The government opted for the Johnson & Johnson vaccine, which it is currently rolling out to health workers under the Sisonke implementation study. It has secured over 43 million vaccine doses, which are expected to arrive in batches throughout the year.
Madhi said the AstraZeneca vaccines should have been rolled out to high-risk individuals as the vaccine would protect them against severe disease, even though a study found it offered minimal protect to mild and moderate Covid-19 cases.
“Unfortunately our vaccination programme has been largely disappointing when it comes to Covid-19. There have been a number of errors made.
“Even right now it does not appear that we have a coherent strategy when it comes to the roll out of Covid-19 vaccines.
“There is a complete form of contradiction in terms of how we are approaching it. As an example, over the weekend it seems we were celebrating the export of the AstraZeneca vaccine to other African countries and saying that we are not going to lose much money.
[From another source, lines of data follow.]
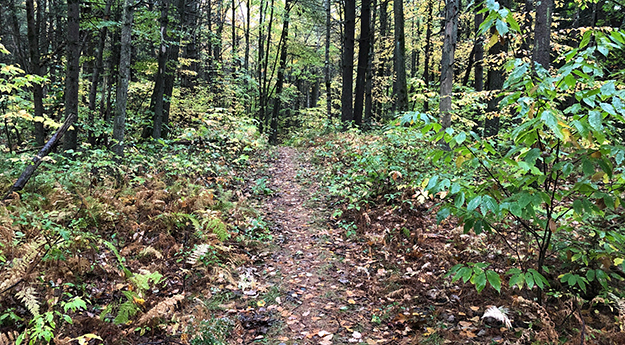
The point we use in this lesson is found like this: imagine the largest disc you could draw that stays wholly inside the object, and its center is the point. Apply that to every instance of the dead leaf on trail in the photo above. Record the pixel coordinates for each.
(465, 324)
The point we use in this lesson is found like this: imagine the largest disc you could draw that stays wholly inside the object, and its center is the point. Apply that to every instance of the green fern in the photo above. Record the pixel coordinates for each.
(28, 295)
(218, 228)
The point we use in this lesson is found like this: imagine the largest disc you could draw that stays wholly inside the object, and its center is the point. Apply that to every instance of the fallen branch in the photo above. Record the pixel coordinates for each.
(30, 169)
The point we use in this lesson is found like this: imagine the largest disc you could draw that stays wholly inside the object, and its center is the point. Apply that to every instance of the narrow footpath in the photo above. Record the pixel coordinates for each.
(319, 277)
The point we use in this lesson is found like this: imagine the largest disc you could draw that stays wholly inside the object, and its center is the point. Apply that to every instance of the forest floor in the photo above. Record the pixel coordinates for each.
(330, 287)
(321, 283)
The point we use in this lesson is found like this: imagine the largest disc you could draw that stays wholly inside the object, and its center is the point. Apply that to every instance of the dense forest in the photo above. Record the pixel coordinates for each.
(312, 172)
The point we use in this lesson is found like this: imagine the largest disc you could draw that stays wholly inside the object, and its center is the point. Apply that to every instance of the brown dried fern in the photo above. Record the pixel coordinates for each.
(21, 265)
(161, 310)
(28, 296)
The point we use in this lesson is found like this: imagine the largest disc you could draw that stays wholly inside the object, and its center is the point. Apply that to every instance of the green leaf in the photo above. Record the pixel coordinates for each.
(529, 280)
(551, 121)
(480, 281)
(594, 119)
(473, 204)
(494, 280)
(513, 23)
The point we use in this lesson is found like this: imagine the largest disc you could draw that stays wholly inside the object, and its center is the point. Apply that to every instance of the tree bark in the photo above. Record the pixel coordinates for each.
(73, 70)
(447, 61)
(328, 81)
(479, 51)
(97, 70)
(363, 60)
(427, 50)
(273, 136)
(347, 111)
(35, 69)
(119, 123)
(369, 75)
(159, 85)
(30, 169)
(542, 33)
(400, 88)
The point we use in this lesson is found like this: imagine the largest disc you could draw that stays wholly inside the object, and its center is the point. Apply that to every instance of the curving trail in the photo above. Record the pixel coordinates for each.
(321, 278)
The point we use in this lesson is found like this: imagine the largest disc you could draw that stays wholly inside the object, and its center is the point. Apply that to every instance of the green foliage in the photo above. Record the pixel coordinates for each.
(477, 274)
(551, 174)
(212, 332)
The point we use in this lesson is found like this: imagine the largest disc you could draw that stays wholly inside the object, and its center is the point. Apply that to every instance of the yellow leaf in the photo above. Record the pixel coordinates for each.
(459, 161)
(493, 39)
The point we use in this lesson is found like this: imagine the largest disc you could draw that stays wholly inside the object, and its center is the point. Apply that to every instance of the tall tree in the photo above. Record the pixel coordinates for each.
(428, 48)
(73, 70)
(119, 123)
(284, 39)
(479, 51)
(159, 85)
(347, 112)
(447, 61)
(363, 60)
(327, 61)
(542, 33)
(400, 88)
(98, 66)
(35, 68)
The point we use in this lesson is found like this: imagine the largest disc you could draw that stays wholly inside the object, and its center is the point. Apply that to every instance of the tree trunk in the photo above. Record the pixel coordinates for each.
(427, 50)
(35, 68)
(328, 81)
(542, 33)
(30, 168)
(246, 58)
(363, 60)
(369, 77)
(347, 113)
(447, 61)
(73, 70)
(400, 88)
(479, 51)
(159, 85)
(119, 124)
(97, 69)
(273, 137)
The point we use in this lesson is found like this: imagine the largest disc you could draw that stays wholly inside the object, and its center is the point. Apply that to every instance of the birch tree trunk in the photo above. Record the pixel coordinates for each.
(119, 123)
(73, 70)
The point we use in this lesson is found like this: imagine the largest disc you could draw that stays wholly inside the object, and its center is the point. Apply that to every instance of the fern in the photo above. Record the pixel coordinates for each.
(28, 296)
(127, 309)
(198, 252)
(21, 265)
(8, 338)
(161, 310)
(218, 228)
(142, 281)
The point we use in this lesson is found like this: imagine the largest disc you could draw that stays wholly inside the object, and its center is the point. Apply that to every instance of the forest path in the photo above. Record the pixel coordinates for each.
(321, 278)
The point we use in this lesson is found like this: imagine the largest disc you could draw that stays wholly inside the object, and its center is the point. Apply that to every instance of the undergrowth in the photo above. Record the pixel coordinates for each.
(95, 247)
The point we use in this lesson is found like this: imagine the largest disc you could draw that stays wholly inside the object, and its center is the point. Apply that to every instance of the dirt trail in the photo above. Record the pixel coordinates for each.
(320, 277)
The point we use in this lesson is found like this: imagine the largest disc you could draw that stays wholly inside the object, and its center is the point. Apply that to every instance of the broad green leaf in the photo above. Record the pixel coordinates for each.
(594, 119)
(494, 280)
(473, 204)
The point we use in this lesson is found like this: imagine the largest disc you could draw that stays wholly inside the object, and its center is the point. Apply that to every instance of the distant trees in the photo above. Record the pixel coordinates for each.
(244, 64)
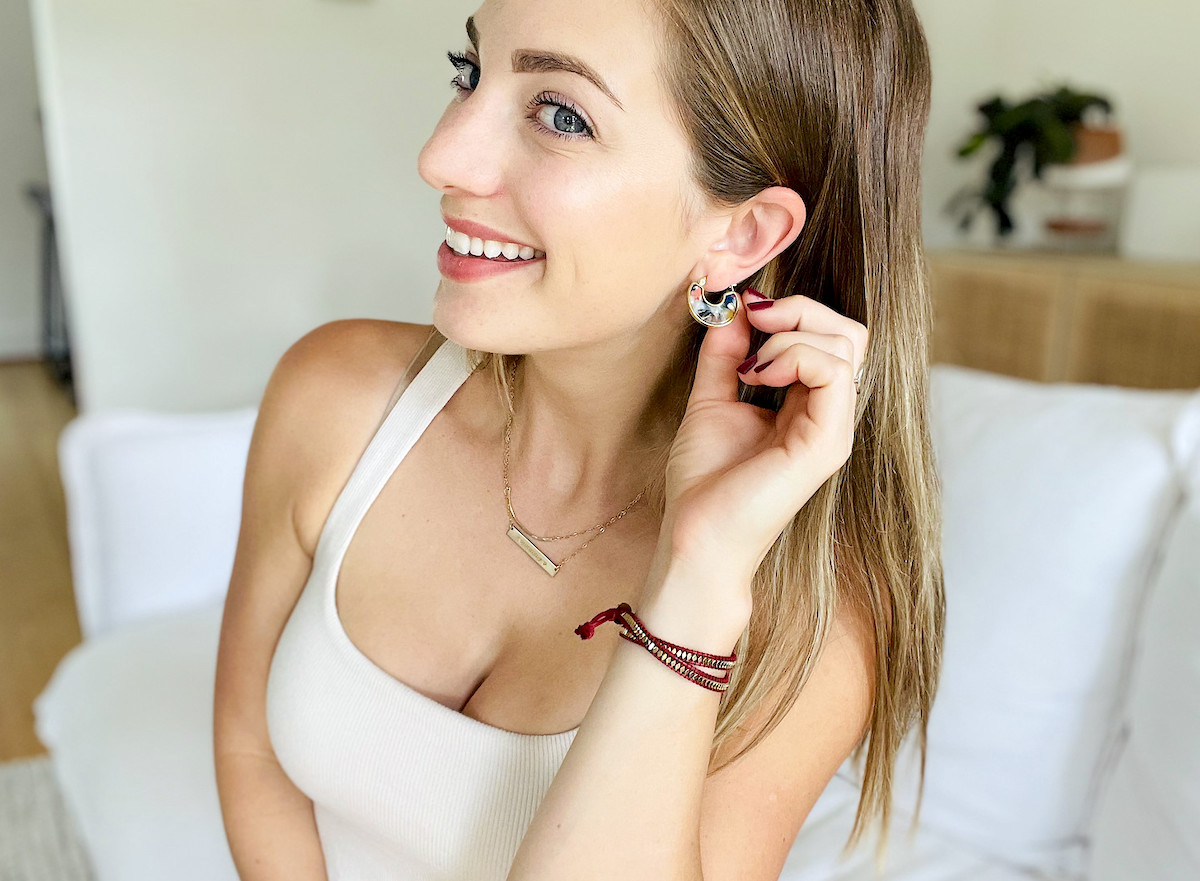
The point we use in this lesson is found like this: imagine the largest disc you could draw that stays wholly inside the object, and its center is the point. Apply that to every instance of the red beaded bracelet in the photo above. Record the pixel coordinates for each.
(685, 661)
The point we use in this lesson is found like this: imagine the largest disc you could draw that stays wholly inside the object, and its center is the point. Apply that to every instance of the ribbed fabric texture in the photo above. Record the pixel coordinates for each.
(402, 785)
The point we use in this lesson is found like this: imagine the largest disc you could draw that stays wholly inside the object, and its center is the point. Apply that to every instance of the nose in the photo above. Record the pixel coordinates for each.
(463, 154)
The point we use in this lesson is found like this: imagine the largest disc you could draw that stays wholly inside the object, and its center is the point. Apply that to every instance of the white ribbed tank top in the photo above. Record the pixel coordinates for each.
(402, 785)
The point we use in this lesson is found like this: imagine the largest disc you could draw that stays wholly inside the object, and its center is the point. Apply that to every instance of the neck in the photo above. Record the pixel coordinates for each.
(587, 431)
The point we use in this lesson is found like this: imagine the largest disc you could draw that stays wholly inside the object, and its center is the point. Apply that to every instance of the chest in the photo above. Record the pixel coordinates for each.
(433, 592)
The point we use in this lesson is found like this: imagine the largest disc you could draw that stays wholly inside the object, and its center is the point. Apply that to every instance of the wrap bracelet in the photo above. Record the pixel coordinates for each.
(685, 661)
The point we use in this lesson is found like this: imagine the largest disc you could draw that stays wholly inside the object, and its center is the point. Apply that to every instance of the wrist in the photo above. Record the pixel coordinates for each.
(702, 607)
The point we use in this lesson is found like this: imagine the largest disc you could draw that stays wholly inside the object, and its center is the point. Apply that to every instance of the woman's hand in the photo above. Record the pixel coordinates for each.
(738, 473)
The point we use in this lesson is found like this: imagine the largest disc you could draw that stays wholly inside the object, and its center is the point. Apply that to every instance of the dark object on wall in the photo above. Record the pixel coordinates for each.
(55, 341)
(1049, 125)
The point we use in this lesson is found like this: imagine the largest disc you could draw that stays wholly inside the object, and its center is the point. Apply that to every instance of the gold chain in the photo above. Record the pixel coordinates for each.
(508, 490)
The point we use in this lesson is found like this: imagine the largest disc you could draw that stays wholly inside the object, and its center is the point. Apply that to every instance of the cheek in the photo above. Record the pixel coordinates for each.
(621, 213)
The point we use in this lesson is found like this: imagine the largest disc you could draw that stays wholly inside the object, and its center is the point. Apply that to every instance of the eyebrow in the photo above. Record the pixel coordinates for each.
(529, 61)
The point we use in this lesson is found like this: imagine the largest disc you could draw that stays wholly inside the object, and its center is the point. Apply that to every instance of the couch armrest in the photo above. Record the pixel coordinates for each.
(154, 508)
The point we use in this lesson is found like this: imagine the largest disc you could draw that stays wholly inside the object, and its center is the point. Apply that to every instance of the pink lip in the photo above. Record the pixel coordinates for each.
(478, 231)
(466, 268)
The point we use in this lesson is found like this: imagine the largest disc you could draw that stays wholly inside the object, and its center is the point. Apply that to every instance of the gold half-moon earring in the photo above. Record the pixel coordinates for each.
(713, 309)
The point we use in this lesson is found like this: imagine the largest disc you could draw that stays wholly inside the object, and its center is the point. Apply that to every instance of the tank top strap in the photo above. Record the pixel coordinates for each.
(436, 372)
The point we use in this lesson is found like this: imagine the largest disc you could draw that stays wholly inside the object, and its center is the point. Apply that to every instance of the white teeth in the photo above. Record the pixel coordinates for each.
(459, 243)
(463, 244)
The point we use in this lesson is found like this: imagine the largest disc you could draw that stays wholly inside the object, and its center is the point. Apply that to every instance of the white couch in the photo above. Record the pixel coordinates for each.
(1065, 742)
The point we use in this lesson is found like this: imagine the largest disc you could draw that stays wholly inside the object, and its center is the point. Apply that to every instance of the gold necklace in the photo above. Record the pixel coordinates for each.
(522, 537)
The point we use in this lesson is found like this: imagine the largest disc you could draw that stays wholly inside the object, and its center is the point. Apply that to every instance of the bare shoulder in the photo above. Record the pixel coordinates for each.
(340, 378)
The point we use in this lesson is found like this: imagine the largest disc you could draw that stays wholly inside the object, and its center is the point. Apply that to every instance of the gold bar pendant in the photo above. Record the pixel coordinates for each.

But the reality is that the very same vaccine we are shipping out to other countries is the same vaccine Covax is making available to other African countries,” he said.
Madhi said the country’s focus regarding the Covid-19 battle was about reducing risk to high-risk people with co-morbidities, people over the age of 60 and minimising the number of people who die as a result of complications with the virus.
“Rather than use the vaccine that the World Health Organisation indicates would protect against severe disease, even with the B1513 variant, and instead of making it available to high-risk individuals, we uniquely decided to ship it out of the country,” he said.
Madhi said the focus on vaccinating 40 million people – which would be unlikely as he believed SA did not have a coherent logistical plan – was not the main issue. He said for South Africa, the main priority was to inoculate 17 to 20 million people deemed to be at high risk of severe disease, hospitalisation or death.
““The AstraZeneca will still protect against severe disease, even if it didn’t protect against mild and moderate cases, like the study in South Africa showed.
“Unfortunately the interpretation of the data in South Africa has been completely misguided.
“The AstraZeneca vaccine, for example, should not be rolled out to all health-care workers; it should be rolled out to people that are at high risk of developing severe disease.
“Your average 20 to 30 or 40-year-old health-care worker who will only develop mild symptoms when infected with the virus, those individuals are not going to benefit much from the AstraZeneca vaccine, or any other vaccine,” he said.
Madhi said if the 40 million vaccination target was achieved after a fourth wave, it would be less effective as the natural infection of people by then would have made vaccination a less urgent exercise. He said people should forget about the coronavirus disappearing in our lifetimes.
“What South Africa should be focusing on is rolling out vaccines as quickly as possible to high-risk individuals. What we need to avoid is the type of resurgence that we have experienced which results in large numbers of people ending up in hospital and large numbers of people dying.
“It is not about trying to get rid of the virus; that is not going to happen in our lifetime, let alone during the course of 2021.
“We need to recalibrate our thinking about Covid-19 vaccines and who needs to be targeted. It’s too late to start vaccinating people after we go through four waves of the virus, because by then the amount of immunity in the population, just because of natural infection, probably won’t make vaccination that much of an urgent need.
“We need to recalibrate what we are doing and how quickly we can achieve that,” he said.
Madhi said he believed the vaccine roll-out to health workers under an implementation study was going well given that there were limited vaccine doses available, and because of the limited vaccination centres made available for the Sisonke Protocol.
The Health Department’s director-general, Dr Anban Pillay, who spoke earlier this month, said 11.6 million vaccine doses would be rolled out during Phase 2, commencing in May.
He said 2.5 million vaccine doses were reserved for essential workers, 1.1 million for people in congregate settings, five million for people over the age of 60, and eight million for people over 18 with co-morbidities.
During Phase 3, everybody would be free to get vaccinated.